Outland s'inscrit dans un double contexte. Suite au triomphe de La guerre des étoiles (1977) de George Lucas, la science-fiction connaît alors une renouveau et les space operas se multiplient sur les écrans (Star Treck, Le trou noir, Galactica). De plus, la première moitié des années 80 voit la mort du western (La porte du paradis en est la pierre tombale). Cependant, ce dernier continue plus ou moins de survivre à travers la SF. Ainsi nombre de films du genre tels que New-York 1997 de John Carpenter ne sont ni plus ni moins que des westerns déguisés. Outland le démontre également.

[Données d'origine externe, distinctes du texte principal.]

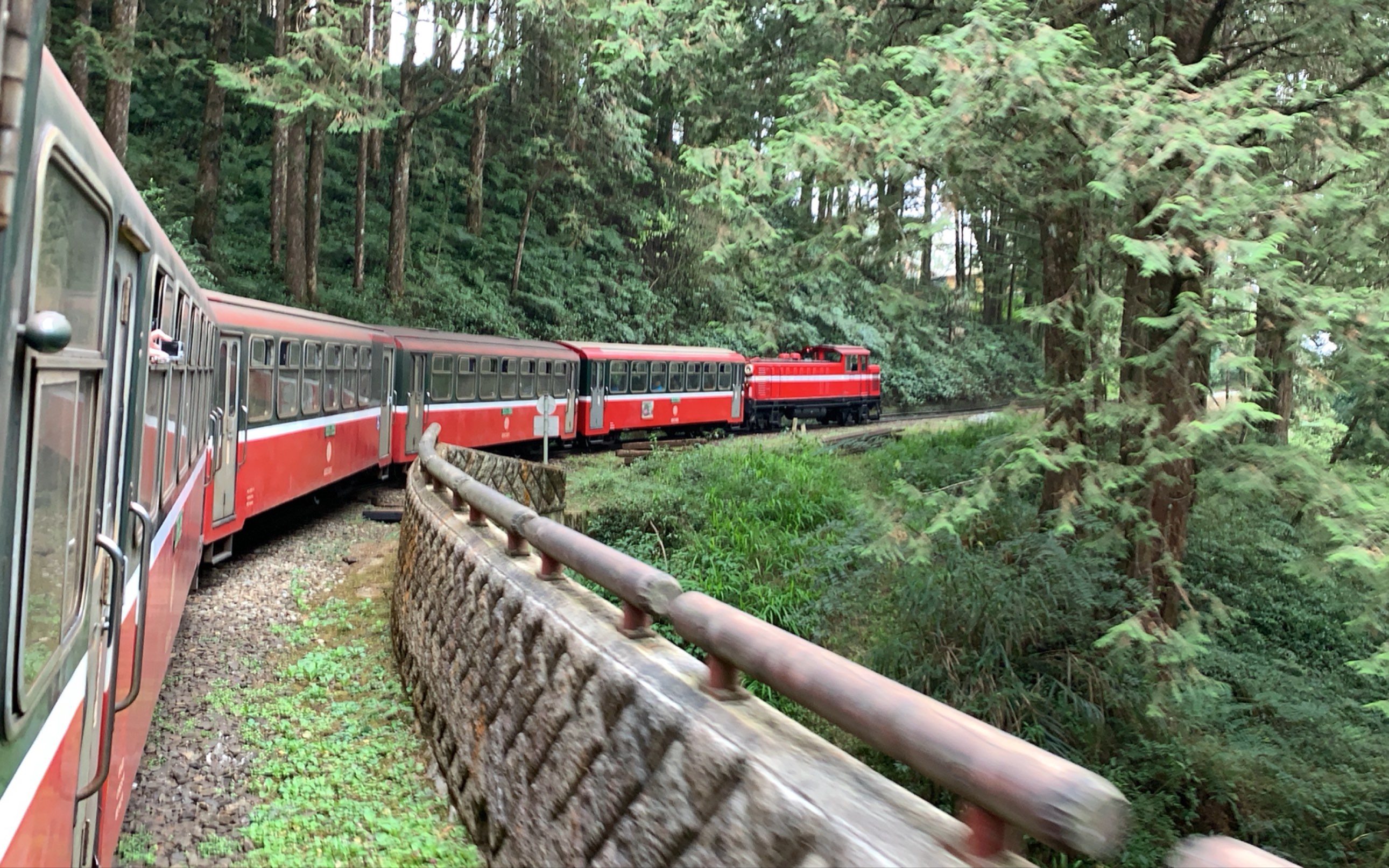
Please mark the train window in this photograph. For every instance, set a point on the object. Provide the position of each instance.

En effet, le film de Peter Hyams évoque fortement le chef-d'oeuvre de Fred Zinnemann, Le train sifflera trois fois (1952). Même unité de temps, de lieu et d'action. Même personnage de shérif qui doit affronter de redoutables tueurs arrivant par la prochaine navette. Sean Connery, comme Gary Cooper, se retrouve seul pour se défendre. Hyams comme Zinnemann joue sur la thématique du temps qui s'écoule.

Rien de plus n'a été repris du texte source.